It’s easy to pour my heart into my job and students, it’s easy to eat my feelings, to binge watch five seasons of tv, or walk for hours and let endorphins do some work to try and fill these spaces. And it almost works. 60% of the time, it works every time.
But I’m at that age (and these feelings come and go in waves and seasons for me) where I wonder if I spent my whole life feeling self-conscious about what we gently refer to as “child-bearing hips” for nothing. I look around and want and need exactly one someone special to share all the days with, and do the things that make little babies, and then freak out about the babies we have together for like, the rest of our lives.
My only regular social engagement is with the miserable clerks at the grocery store once or twice a week. I actually had one good experience this week there…I must’ve looked like a lost little bunny (or drowned rat, due to the surprising rain) for the clerk took pity and actually spoke to me out of the previously hidden kindness of her heart. She asked if I had waited long in line, where I was from, how I liked Brazil, what I did here. It was so shocking that I had an idiot grin on my face as I stammered through Portuguese/Spanish responses, but she commended my language studies and wished me good luck as I left.
Until you have experienced the hell on earth that is grocery shopping in Brazil, you probably can’t appreciate what a surprise decent customer service and anything resembling efficiency can be, or how it fills your soul, so much so that you go to your prayer group an hour later and monopolize 20 minutes of their time in retelling each moment of the encounter.

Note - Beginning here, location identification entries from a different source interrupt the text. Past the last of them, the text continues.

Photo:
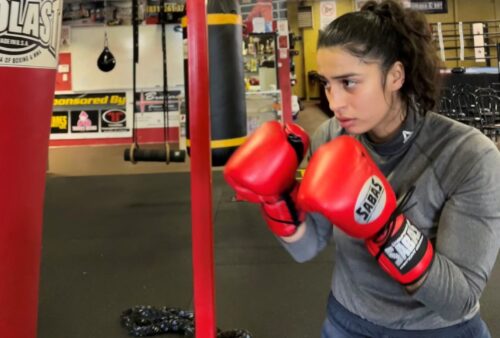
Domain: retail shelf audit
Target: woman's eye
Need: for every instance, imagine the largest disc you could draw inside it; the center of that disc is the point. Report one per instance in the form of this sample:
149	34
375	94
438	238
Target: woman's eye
348	83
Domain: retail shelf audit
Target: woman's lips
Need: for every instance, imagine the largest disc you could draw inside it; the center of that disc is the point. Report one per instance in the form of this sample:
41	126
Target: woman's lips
346	122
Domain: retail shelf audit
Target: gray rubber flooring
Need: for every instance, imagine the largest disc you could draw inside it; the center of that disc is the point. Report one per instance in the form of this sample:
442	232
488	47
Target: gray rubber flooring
113	242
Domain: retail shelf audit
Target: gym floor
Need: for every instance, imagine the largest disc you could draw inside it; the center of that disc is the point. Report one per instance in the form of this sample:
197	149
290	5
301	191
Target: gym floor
118	235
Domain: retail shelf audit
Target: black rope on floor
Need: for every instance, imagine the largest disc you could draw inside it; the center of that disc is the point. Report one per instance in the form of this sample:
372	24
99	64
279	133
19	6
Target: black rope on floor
145	320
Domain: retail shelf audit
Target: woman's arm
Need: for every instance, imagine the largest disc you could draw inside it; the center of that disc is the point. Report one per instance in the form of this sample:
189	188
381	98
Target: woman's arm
467	242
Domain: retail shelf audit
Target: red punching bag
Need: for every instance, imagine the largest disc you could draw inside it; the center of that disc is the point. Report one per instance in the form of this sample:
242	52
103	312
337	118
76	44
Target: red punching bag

Sometimes, to fill the days, I dip into the other stores at the stripmall. Tonight I walked past the pet shop, and spent about twenty creepy minutes watching dogs get groomed through the window, spazzing out when one would look at me and show a little interest. I’m one of those people that will meet a dog one time and then miss it for the rest of her life.
After serious internal debate, I realized it would be incredibly irresponsible to buy a pet like a dog or a cat here, so then I went inside and spent another twenty minutes debating a beta fish. I remembered the fish of my past – one that I even took home from a college spring break in a cleaned out makeup travel case with one hole poked on the top, strapped into the front seat of my car.
Would I name him Frank the Tank 2, Mulder 2, or Puppy 2 after my previous fish? I decided I couldn’t possibly choose a color alone. And I didn’t have enough cash.
So then I looked into purchasing a plant to love. Maybe it would keep away bugs. I remembered how much joy my garden at home had brought me; it was something to talk to, to fuss over, to spend time with and worry about, and be proud of. A plant seemed like the answer. Another serious internal debate ensued. I looked at SUCCULENTS, for God’s sake. But I walked away alone again. Naturally.
I’m okay with the singleness most of the time. I get to nap when I want and eat when I want and go where I want. But that gets really boring after a while. And then sometimes it scares me how lonely I can get, how anxious I can get about my future and God’s timing for it all. One of my friends at prayer group asked if these thoughts were really my own or thoughts from the enemy, but I don’t need the devil to tell me I feel lonely. I am. But I think I have to try harder to learn contentment and patience in where I am now.
Luckily, when I was having a bit of a hard week emotionally, I also had a pretty funny week with kids. And an American mom from school brought me a tub of homemade cake frosting, which was so delicious it almost brings me to tears. She said that it should last a few days in the fridge, like I wasn’t going to devour the whole thing in 24 hours like a classic fat kid more lonely for food from home than the people that live there.
But definitely my highlight, and a very clear reminder from God that I am where I am supposed to be, came after I led devotions for the staff this morning. I am so impressed with the people on staff who speak English as a second language and lead our devotions, and so I wanted to sing one of my favorite praise songs in Portuguese.
I stressed out over it for days – I understand Portuguese pretty well, but was feeling really self-conscious about my accent as I sang. But afterwards one of the Brazilian teachers came up in tears, thanking me for singing in Portuguese. She said she is “muito brasilero,” (super patriotic) and worries that some of us who work at this school leave our families, friends, all we know, to come here and end up hating her country with all the corruption and violence and things that are so different. So it touched her to know that I value Portuguese and love being here in Brazil. She actually filmed it, and we watched, hugging each other and crying. It was a moment on this journey.
We’re all spinning around on this crazy planet trying to do the best we can and hoping it all works out. I’m glad I’m here in Brazil at the moment, under an eyelash moon (I used to call it a “fingernail moon” until a good friend poetized me it’s real name) while I do the best I can.